Could there be anything more vile to read than Christians of all confessional stripes commenting, nay, waxing indignant about pornography, either the sort popularly portrayed in films like 50 Shades of Grey or the everyday stuff which litters the Internet? Pornography is evil — is there much more to be said about it than that? The attempts of some to build-up utilitarian arguments against its production and consumption are not without merit; but that’s a dangerous road to walk down. For whether some wish to admit it or not, there are plenty of pro-pornography arguments cast in utilitarian terms, and the social-science literature has only yielded findings which are, at best, inconclusive and, more often than not, contestable. The less charitable side of me, the one activated by social media and e-mail chains, finds almost all Christian writings on pornography is perverse. The curiosity that sits just underneath the condemnatory rhetoric is — if I may use the word again — perverse. It’s not enough to just say that the sort of “deviant sex” portrayed in most pornographic (or quasi-pornographic) videos is “disgusting” or “immoral”; graphic descriptions, the sort which ended up enticing more than horrifying, are part of the package. O, how I long for the days of yore when a sly euphemism or two might have stood-in for “analingus.”
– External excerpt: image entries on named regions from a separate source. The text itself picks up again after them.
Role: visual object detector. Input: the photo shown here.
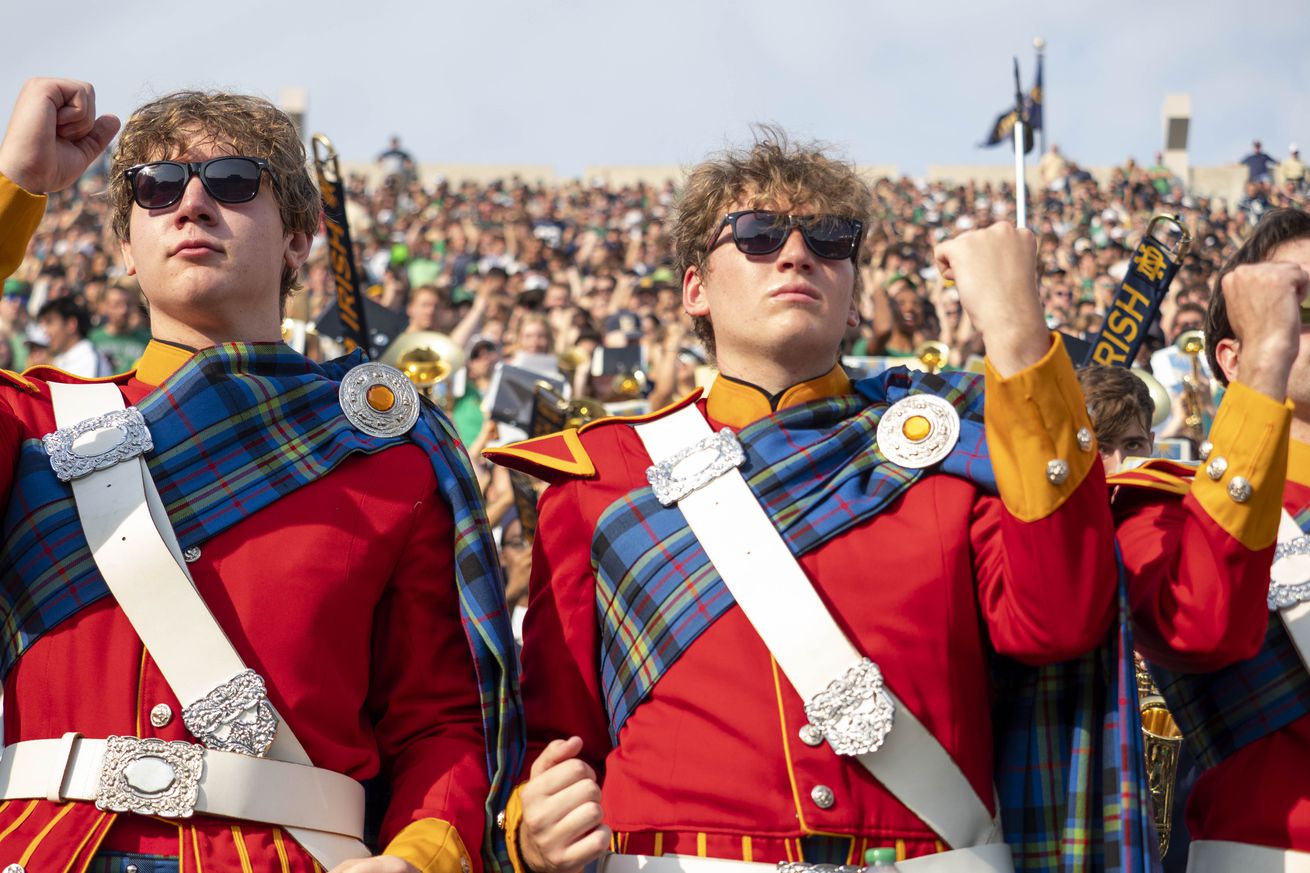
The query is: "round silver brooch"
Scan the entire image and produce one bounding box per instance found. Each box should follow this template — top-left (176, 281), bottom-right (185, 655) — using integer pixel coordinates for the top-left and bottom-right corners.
top-left (878, 395), bottom-right (960, 469)
top-left (338, 362), bottom-right (419, 437)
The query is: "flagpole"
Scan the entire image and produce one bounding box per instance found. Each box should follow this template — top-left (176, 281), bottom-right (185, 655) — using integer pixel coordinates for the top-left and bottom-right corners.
top-left (1032, 37), bottom-right (1047, 155)
top-left (1014, 58), bottom-right (1028, 228)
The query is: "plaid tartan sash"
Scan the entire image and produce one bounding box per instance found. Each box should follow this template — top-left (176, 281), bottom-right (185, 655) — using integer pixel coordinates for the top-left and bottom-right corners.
top-left (592, 368), bottom-right (1158, 873)
top-left (0, 343), bottom-right (524, 866)
top-left (592, 370), bottom-right (996, 742)
top-left (1151, 506), bottom-right (1310, 767)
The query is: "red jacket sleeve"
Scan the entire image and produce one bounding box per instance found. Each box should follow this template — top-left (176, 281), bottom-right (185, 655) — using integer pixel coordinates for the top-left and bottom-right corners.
top-left (368, 480), bottom-right (490, 868)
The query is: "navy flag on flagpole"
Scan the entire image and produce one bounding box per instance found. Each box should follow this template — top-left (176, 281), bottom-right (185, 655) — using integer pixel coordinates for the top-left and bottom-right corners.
top-left (979, 55), bottom-right (1041, 155)
top-left (1023, 51), bottom-right (1043, 131)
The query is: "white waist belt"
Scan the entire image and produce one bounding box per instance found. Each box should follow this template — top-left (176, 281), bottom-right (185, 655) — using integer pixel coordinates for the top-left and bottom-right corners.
top-left (597, 843), bottom-right (1014, 873)
top-left (0, 734), bottom-right (364, 839)
top-left (1187, 840), bottom-right (1310, 873)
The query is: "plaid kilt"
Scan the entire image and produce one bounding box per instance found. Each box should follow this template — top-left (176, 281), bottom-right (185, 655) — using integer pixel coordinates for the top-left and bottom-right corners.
top-left (1151, 507), bottom-right (1310, 767)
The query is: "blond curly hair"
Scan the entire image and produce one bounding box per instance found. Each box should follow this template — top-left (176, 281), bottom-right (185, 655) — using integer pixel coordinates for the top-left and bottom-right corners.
top-left (109, 90), bottom-right (322, 303)
top-left (669, 125), bottom-right (872, 355)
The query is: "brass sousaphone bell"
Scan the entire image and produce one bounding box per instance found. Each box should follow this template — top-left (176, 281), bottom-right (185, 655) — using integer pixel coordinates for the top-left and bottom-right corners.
top-left (914, 340), bottom-right (951, 372)
top-left (381, 330), bottom-right (464, 397)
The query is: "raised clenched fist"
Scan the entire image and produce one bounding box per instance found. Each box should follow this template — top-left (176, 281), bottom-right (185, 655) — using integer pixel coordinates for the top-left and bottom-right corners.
top-left (519, 737), bottom-right (610, 873)
top-left (933, 222), bottom-right (1051, 376)
top-left (0, 79), bottom-right (118, 194)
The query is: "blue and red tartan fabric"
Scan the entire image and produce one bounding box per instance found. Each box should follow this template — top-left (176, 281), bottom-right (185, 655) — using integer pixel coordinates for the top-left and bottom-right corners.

The prevalence of cheap moralizing literature is sure evidence of inadequate moral instruction. In earlier times made more decent not by the quality of men but the intolerance of the laws for vices most high-school kids experience before graduation, epistles of revulsion toward gang bangs, sadomasochism, and run-of-the-mill bestiality (light household pet stuff; no farm animals) wouldn’t have been necessary; their authors would be punished for pruriency. Now I pray that these “consciences of our darkened times” might be sanctioned with irrelevancy. But that won’t happen because there is a market for “pornography porn,” a ghastly spectacle typically comprised of misdirected rage, impotent posturing, and stern nonsense. Show me a man confronted with a 1,200 word finger-wag over his masturbatory practices who repented of his ways, humble and contrite before the frowning faces of the disapproval class and I’ll dig up dozens of more tempted to peek at that which is ostensibly damned. No, you see, what “pornography porn” does, aside from fill its producers with a false sense of justification and mission, is draw hapless souls further into the snares of the devil. They read of lascivious lifestyles and lurid practices to which they have no access, to which only the misdirected and corrupted embrace, and they want to know more. They want to know what to get angry at, not because it’s objectively evil, but because they themselves ought not, cannot, and therefore will not be able to imbibe.

Then some do, and I bet it’s a real horror show in the confessional after that. (Or, if they happen to belong to a Protestant sect, it’s a real horror show down at the local Celebrate Recovery group.) I don’t mean to mock; toward these poor men I feel a great deal of pity. Wanting to be good Christians prepared to battle against worldly temptations, they mistakenly arm themselves with the enemy’s time bombs. Yes, shame on the pornographers, but shame, too, on those who make a cottage industry out of claiming to combat the pornographers. They don’t drain the cesspool; they help keep it full. What should we say to such people? A brief perusal through the Bible reveals 20 or so references to stumbling blocks, and so many, many more about hypocrisy in general.